Die Stimme ist noch schwach. Wegen der schweren Verletzungen – und der Angst. Er weiß inzwischen, dass ihm dieser Angriff nicht das Leben kosten wird. Aber vielleicht der nächste. Denn Kabuye, der Gründer der Bürgerrechtsorganisation „Coloured Voice Truth LGBTQ“, gehört zu den prominentesten Aktivisten gegen Gesetze, die Homosexualität in Uganda verbieten.
Diese Relikte aus Zeiten der Kolonialzeit gelten seit der Unabhängigkeit, also seit über 60 Jahren. Eine Ausnahme ist Uganda nicht, gleichgeschlechtliche Liebe wird in 31 der 54 afrikanischen Länder kriminalisiert. Doch während die Verbote trotz weit verbreiteter Homophobie in einigen Nationen trotz entsprechender Paragrafen in der Praxis nicht strafrechtlich durchgesetzt werden, hat Uganda seine Gesetze mehrfach verschärft – zuletzt im vergangenen Mai.
Für „besonders schwerwiegende Homosexualität“ droht seitdem die Todesstrafe, für die „Förderung“ bis zu 20 Jahren – mindestens vier Angeklagte müssen sich derzeit vor Gericht verantworten, sagt Kabuye. Das Gesetz sieht auch lange Haftstrafen für die Vermietung von Wohnungen an Mitglieder der LGBTQ-Gemeinschaft vor. Hunderte Mieter wurden aus ihren Apartments geworfen, viele verloren ihre Jobs.
Neu ist die auch für afrikanische Verhältnisse extreme Diskriminierung in Uganda nicht. Viele Betroffene flüchteten in liberalere Nachbarländer wie Kenia, wo Homosexualität ebenfalls verboten ist, aber von der Polizei weitgehend geduldet wird – wenngleich auch hier zuletzt Verschärfungen in den Gesetzgebungsprozess eingebracht wurden. Kabuye aber blieb nach der Verabschiedung des Gesetzes in Uganda, wollte nicht wegrennen. Seit Jahren kritisiert er die Gesetze, auch in internationalen Fernsehstationen gab er Interviews. Als Aktivist. Offen schwul lebte er nie in Uganda. „Ich habe hier nie eine Beziehung gehabt“, sagt er.
Auf die Polizei in Uganda kann er nicht zählen. Kabuye reichte Klage wegen versuchten Mordes ein, doch ein Polizei-Sprecher behauptete öffentlich, es könne sich um „selbst zugezogene“ Verletzungen handeln. Und anstelle des Tatorts, so erzählt Kabuye, sei seine Wohnung untersucht – und seinem Mitbewohner eine anale Zwangsuntersuchung angedroht worden.
Juristisch war Kabuye bislang verschont geblieben.
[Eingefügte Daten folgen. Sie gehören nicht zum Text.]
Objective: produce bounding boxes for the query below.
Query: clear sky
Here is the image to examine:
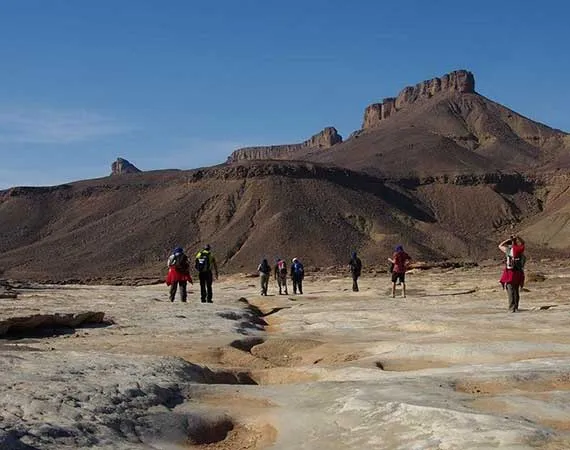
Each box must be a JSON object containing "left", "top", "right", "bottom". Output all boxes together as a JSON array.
[{"left": 0, "top": 0, "right": 570, "bottom": 188}]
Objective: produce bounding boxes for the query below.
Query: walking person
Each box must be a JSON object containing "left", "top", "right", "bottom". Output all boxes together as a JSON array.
[
  {"left": 257, "top": 259, "right": 271, "bottom": 296},
  {"left": 499, "top": 235, "right": 526, "bottom": 312},
  {"left": 348, "top": 252, "right": 362, "bottom": 292},
  {"left": 195, "top": 244, "right": 218, "bottom": 303},
  {"left": 166, "top": 247, "right": 192, "bottom": 303},
  {"left": 273, "top": 258, "right": 289, "bottom": 295},
  {"left": 388, "top": 245, "right": 412, "bottom": 298},
  {"left": 291, "top": 258, "right": 305, "bottom": 294}
]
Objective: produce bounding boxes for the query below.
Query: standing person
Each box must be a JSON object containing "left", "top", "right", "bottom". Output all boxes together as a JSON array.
[
  {"left": 273, "top": 258, "right": 289, "bottom": 295},
  {"left": 499, "top": 235, "right": 526, "bottom": 312},
  {"left": 388, "top": 245, "right": 412, "bottom": 298},
  {"left": 257, "top": 259, "right": 271, "bottom": 296},
  {"left": 348, "top": 252, "right": 362, "bottom": 292},
  {"left": 291, "top": 258, "right": 305, "bottom": 294},
  {"left": 166, "top": 247, "right": 192, "bottom": 303},
  {"left": 195, "top": 244, "right": 218, "bottom": 303}
]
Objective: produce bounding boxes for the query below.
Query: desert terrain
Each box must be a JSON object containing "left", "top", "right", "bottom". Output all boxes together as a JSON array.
[
  {"left": 0, "top": 260, "right": 570, "bottom": 450},
  {"left": 0, "top": 70, "right": 570, "bottom": 283}
]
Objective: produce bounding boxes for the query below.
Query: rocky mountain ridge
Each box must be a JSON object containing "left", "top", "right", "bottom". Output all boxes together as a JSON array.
[
  {"left": 362, "top": 70, "right": 475, "bottom": 130},
  {"left": 227, "top": 127, "right": 342, "bottom": 163},
  {"left": 111, "top": 158, "right": 142, "bottom": 175}
]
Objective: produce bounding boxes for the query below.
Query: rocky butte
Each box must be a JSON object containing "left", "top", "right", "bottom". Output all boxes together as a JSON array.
[
  {"left": 111, "top": 158, "right": 142, "bottom": 175},
  {"left": 362, "top": 70, "right": 475, "bottom": 130},
  {"left": 228, "top": 127, "right": 342, "bottom": 163}
]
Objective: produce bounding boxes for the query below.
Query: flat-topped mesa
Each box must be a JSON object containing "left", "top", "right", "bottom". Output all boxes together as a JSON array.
[
  {"left": 362, "top": 70, "right": 475, "bottom": 129},
  {"left": 111, "top": 158, "right": 142, "bottom": 175},
  {"left": 228, "top": 127, "right": 342, "bottom": 163}
]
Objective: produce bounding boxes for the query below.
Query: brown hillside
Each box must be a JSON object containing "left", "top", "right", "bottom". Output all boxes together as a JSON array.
[
  {"left": 0, "top": 71, "right": 570, "bottom": 280},
  {"left": 0, "top": 162, "right": 552, "bottom": 279}
]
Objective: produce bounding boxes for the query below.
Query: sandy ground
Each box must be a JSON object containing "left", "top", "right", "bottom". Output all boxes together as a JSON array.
[{"left": 0, "top": 263, "right": 570, "bottom": 449}]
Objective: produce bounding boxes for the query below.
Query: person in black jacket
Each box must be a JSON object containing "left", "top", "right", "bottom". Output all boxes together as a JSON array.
[
  {"left": 273, "top": 258, "right": 289, "bottom": 295},
  {"left": 291, "top": 258, "right": 305, "bottom": 294},
  {"left": 348, "top": 252, "right": 362, "bottom": 292},
  {"left": 257, "top": 259, "right": 271, "bottom": 296}
]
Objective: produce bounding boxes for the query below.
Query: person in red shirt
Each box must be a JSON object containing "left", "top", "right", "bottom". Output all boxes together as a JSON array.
[
  {"left": 499, "top": 235, "right": 526, "bottom": 312},
  {"left": 388, "top": 245, "right": 412, "bottom": 298}
]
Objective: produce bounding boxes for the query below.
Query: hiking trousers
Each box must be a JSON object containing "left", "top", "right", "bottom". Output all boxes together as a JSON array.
[
  {"left": 352, "top": 273, "right": 359, "bottom": 292},
  {"left": 198, "top": 271, "right": 214, "bottom": 303},
  {"left": 293, "top": 277, "right": 303, "bottom": 294},
  {"left": 506, "top": 283, "right": 520, "bottom": 312},
  {"left": 170, "top": 281, "right": 188, "bottom": 303},
  {"left": 277, "top": 275, "right": 288, "bottom": 295},
  {"left": 259, "top": 272, "right": 269, "bottom": 295}
]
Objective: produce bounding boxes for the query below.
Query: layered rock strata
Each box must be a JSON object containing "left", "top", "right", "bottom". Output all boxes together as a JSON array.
[
  {"left": 228, "top": 127, "right": 342, "bottom": 163},
  {"left": 362, "top": 70, "right": 475, "bottom": 129},
  {"left": 111, "top": 158, "right": 142, "bottom": 175}
]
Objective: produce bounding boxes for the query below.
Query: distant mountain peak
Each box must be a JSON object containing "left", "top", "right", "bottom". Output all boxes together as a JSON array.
[
  {"left": 362, "top": 69, "right": 475, "bottom": 129},
  {"left": 111, "top": 158, "right": 142, "bottom": 175}
]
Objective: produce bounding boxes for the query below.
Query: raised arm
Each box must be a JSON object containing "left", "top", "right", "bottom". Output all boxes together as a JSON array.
[{"left": 499, "top": 238, "right": 512, "bottom": 254}]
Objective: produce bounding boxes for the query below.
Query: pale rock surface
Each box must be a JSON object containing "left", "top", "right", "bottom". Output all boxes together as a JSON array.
[{"left": 0, "top": 262, "right": 570, "bottom": 450}]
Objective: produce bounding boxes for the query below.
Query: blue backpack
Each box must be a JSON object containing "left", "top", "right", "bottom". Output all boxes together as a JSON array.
[{"left": 293, "top": 261, "right": 305, "bottom": 277}]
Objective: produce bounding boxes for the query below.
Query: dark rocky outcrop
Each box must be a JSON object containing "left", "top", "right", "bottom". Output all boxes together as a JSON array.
[
  {"left": 111, "top": 158, "right": 142, "bottom": 175},
  {"left": 362, "top": 70, "right": 475, "bottom": 129},
  {"left": 228, "top": 127, "right": 342, "bottom": 163},
  {"left": 0, "top": 280, "right": 18, "bottom": 298},
  {"left": 0, "top": 311, "right": 110, "bottom": 338}
]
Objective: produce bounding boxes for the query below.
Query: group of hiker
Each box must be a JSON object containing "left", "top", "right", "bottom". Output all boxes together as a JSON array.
[
  {"left": 257, "top": 258, "right": 305, "bottom": 295},
  {"left": 166, "top": 235, "right": 526, "bottom": 312},
  {"left": 166, "top": 244, "right": 218, "bottom": 303}
]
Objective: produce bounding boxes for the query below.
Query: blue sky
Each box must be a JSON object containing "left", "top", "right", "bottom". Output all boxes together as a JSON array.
[{"left": 0, "top": 0, "right": 570, "bottom": 188}]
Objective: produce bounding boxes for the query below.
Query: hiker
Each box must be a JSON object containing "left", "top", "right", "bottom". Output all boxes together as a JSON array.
[
  {"left": 257, "top": 259, "right": 271, "bottom": 296},
  {"left": 388, "top": 245, "right": 412, "bottom": 298},
  {"left": 348, "top": 252, "right": 362, "bottom": 292},
  {"left": 195, "top": 244, "right": 218, "bottom": 303},
  {"left": 273, "top": 258, "right": 289, "bottom": 295},
  {"left": 291, "top": 258, "right": 305, "bottom": 294},
  {"left": 499, "top": 235, "right": 526, "bottom": 312},
  {"left": 166, "top": 247, "right": 193, "bottom": 303}
]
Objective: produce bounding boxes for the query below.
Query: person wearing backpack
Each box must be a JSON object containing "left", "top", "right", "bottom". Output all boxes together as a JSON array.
[
  {"left": 291, "top": 258, "right": 305, "bottom": 294},
  {"left": 273, "top": 258, "right": 289, "bottom": 295},
  {"left": 166, "top": 247, "right": 193, "bottom": 303},
  {"left": 195, "top": 244, "right": 218, "bottom": 303},
  {"left": 348, "top": 252, "right": 362, "bottom": 292},
  {"left": 257, "top": 259, "right": 271, "bottom": 296},
  {"left": 499, "top": 235, "right": 526, "bottom": 313},
  {"left": 388, "top": 245, "right": 412, "bottom": 298}
]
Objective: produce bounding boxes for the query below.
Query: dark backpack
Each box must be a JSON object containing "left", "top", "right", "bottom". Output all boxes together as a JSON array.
[
  {"left": 174, "top": 253, "right": 190, "bottom": 273},
  {"left": 350, "top": 258, "right": 362, "bottom": 275},
  {"left": 196, "top": 251, "right": 210, "bottom": 273},
  {"left": 293, "top": 261, "right": 305, "bottom": 277},
  {"left": 259, "top": 261, "right": 271, "bottom": 274}
]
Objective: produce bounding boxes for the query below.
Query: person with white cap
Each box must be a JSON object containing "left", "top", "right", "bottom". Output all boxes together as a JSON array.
[
  {"left": 388, "top": 245, "right": 412, "bottom": 297},
  {"left": 195, "top": 244, "right": 218, "bottom": 303},
  {"left": 291, "top": 258, "right": 305, "bottom": 294}
]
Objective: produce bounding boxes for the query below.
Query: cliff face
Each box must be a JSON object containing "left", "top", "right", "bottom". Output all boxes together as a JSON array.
[
  {"left": 228, "top": 127, "right": 342, "bottom": 163},
  {"left": 362, "top": 70, "right": 475, "bottom": 129},
  {"left": 111, "top": 158, "right": 142, "bottom": 175}
]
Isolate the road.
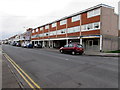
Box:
[3,45,118,88]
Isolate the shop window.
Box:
[52,23,57,27]
[93,41,98,45]
[60,20,67,25]
[94,22,100,29]
[40,27,43,31]
[89,41,92,46]
[45,25,49,29]
[69,44,74,47]
[72,15,80,22]
[87,24,93,30]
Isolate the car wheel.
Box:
[60,50,63,53]
[72,51,76,55]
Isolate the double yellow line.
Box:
[3,53,42,90]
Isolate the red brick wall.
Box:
[81,30,100,36]
[57,21,66,30]
[67,32,80,37]
[50,24,56,31]
[81,13,100,25]
[67,17,80,28]
[57,34,66,38]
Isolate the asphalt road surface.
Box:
[3,45,118,88]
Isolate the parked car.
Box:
[27,43,33,48]
[16,42,21,47]
[21,43,27,48]
[12,42,17,46]
[59,43,84,55]
[34,44,42,48]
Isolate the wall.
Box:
[100,7,118,51]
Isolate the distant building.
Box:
[31,4,118,51]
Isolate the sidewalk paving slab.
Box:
[2,57,21,89]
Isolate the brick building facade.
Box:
[31,4,118,51]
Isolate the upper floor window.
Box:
[32,30,34,33]
[72,15,80,22]
[94,22,100,29]
[45,25,49,29]
[67,26,80,33]
[60,20,67,25]
[50,31,56,36]
[81,22,100,31]
[40,27,43,31]
[36,28,38,32]
[87,8,100,18]
[52,23,57,27]
[57,29,66,35]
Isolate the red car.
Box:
[59,44,84,55]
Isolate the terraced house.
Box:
[31,4,118,51]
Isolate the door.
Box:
[86,40,93,50]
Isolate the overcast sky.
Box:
[0,0,119,39]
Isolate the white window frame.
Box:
[81,22,100,31]
[40,27,43,31]
[87,8,101,18]
[60,19,67,25]
[36,28,38,32]
[45,25,49,29]
[72,15,81,22]
[52,23,57,27]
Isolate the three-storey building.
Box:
[31,4,118,51]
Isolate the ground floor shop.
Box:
[32,35,101,51]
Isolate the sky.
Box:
[0,0,119,40]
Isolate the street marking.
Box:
[4,53,42,90]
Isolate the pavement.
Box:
[84,51,120,57]
[44,48,120,57]
[3,45,118,88]
[2,57,20,89]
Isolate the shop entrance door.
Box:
[86,40,93,50]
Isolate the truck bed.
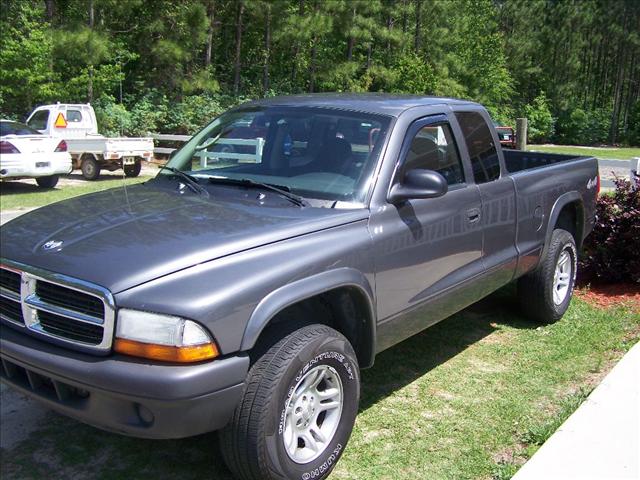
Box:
[66,136,153,154]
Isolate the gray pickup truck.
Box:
[0,94,599,480]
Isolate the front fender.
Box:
[240,267,376,364]
[541,190,584,258]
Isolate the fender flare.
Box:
[542,190,584,258]
[240,268,376,367]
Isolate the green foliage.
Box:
[557,108,611,145]
[0,1,58,117]
[390,52,438,95]
[0,0,640,144]
[93,95,133,137]
[625,100,640,145]
[524,92,555,143]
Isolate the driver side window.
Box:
[403,123,464,185]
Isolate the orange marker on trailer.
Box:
[54,112,67,128]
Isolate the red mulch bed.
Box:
[576,283,640,312]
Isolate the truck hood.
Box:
[0,184,368,293]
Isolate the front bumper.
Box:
[0,325,249,439]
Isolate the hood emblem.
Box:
[42,240,63,250]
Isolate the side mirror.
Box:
[389,168,448,203]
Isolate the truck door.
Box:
[369,115,483,351]
[455,111,518,291]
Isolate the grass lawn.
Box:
[0,176,151,210]
[0,290,640,480]
[527,145,640,160]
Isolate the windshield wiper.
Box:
[208,176,309,207]
[160,165,209,197]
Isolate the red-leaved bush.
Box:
[578,178,640,283]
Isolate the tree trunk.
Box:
[233,1,244,95]
[413,0,422,53]
[87,0,95,103]
[291,0,304,85]
[402,0,407,33]
[262,3,271,94]
[44,0,56,24]
[204,0,216,67]
[347,7,356,62]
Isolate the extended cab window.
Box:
[27,110,49,130]
[402,123,464,185]
[456,112,500,183]
[67,110,82,123]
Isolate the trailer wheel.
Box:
[80,155,100,180]
[36,175,58,188]
[123,160,142,178]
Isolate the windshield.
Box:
[164,107,389,202]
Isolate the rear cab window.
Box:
[67,110,82,123]
[402,122,464,186]
[27,110,49,130]
[455,112,500,184]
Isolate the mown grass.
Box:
[527,145,640,160]
[0,176,151,210]
[0,290,640,480]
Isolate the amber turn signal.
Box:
[113,338,220,363]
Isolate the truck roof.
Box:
[240,93,479,116]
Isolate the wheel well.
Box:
[553,201,584,250]
[251,287,375,368]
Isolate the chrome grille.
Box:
[0,259,115,352]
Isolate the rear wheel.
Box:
[122,160,142,178]
[80,155,100,180]
[518,229,578,323]
[36,175,58,188]
[220,324,360,480]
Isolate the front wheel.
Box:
[518,229,578,323]
[36,175,58,188]
[220,325,360,480]
[80,155,100,180]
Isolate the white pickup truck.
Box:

Doch die körperliche Gefahr hatte sich regelrecht angebahnt. „Es fing damit an, dass ich in den sozialen Medien Morddrohungen bekam, man wisse ja, wo ich wohne und werde mich wie einen Hund töten“, so Kabuye. Nach der Gesetzesverschärfung im vergangenen Jahr wurde der junge Mann dann aber von der eigenen Familie angefeindet. „Cousins kamen zu meinem Haus. Sie forderten die Nachbarn auf, mich rauszuwerfen, versetzten mir einen Schlag gegen die Brust“, sagt der Aktivist. Einige Anwohner hätten sich schließlich schützend zwischen ihn und seine Verwandten gestellt.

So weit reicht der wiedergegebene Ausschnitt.